I love Elixir and Phoenix, but Phoenix especially uses a lot of compile-time macros and it can be a steep learning curve when you need to pull apart the skeleton framework to figure out how things are actually wired.
I pretty frequently find myself needing to open up the source to understand what's actually going on, the docs aren't bad but it often feels like they assume a lot of existing familiarity with phoenix.

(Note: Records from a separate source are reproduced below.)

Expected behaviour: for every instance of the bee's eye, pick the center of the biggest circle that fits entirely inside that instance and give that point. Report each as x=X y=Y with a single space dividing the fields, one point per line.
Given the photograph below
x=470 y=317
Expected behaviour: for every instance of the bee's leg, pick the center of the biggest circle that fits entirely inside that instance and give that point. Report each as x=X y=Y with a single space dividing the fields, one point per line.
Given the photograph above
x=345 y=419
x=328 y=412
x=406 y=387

In this example, `socket` is a compile time macro and it's being called with
path = "/ws/:user_id"
module = MyApp.UserSocket
args = [
websocket: [
path: "/project/:project_id"
]
]
and what is does is register that data with the `phoenix_sockets` attribute inside the module you called `socket` from. At compile time that gets turned into a lookup inside your module, and presumable then the UserSocket module is invoked when a websocket request hits the specified path.Would you find it more clear if socket was called like this?

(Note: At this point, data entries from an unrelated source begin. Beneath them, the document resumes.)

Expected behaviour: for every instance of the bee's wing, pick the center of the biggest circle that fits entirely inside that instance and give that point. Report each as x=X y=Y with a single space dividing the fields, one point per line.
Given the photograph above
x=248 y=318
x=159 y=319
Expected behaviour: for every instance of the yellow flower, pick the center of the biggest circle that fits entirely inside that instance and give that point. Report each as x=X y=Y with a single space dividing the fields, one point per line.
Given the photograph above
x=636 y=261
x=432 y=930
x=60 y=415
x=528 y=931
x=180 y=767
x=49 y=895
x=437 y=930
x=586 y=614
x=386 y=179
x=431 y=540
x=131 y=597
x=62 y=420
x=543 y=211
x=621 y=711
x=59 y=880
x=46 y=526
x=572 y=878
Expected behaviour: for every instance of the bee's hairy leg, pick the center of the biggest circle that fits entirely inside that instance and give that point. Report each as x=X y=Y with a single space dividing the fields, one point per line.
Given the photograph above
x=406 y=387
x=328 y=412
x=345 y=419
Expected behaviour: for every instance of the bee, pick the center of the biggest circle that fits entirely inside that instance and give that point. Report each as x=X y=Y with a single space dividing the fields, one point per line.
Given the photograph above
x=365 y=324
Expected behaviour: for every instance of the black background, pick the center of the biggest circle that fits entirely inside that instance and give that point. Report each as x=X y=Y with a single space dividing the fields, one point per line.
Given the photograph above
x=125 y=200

socket("/ws/:user_id", MyApp.UserSocket, [websocket: [path: "/project/:project_id"]])
Or, alternatively, would it help if the endpoint was more specifically defined like defmodule MyApp.Endpoint do
use Phoenix.Endpoint,
otp_app: :my_app,
web_sockets: [
socket("/ws/:user_id", MyApp.UserSocket, [websocket: [path: "/project/:project_id"]])
]
end
I think the lack of parentheses is whats throwing me off regularly with Elixir.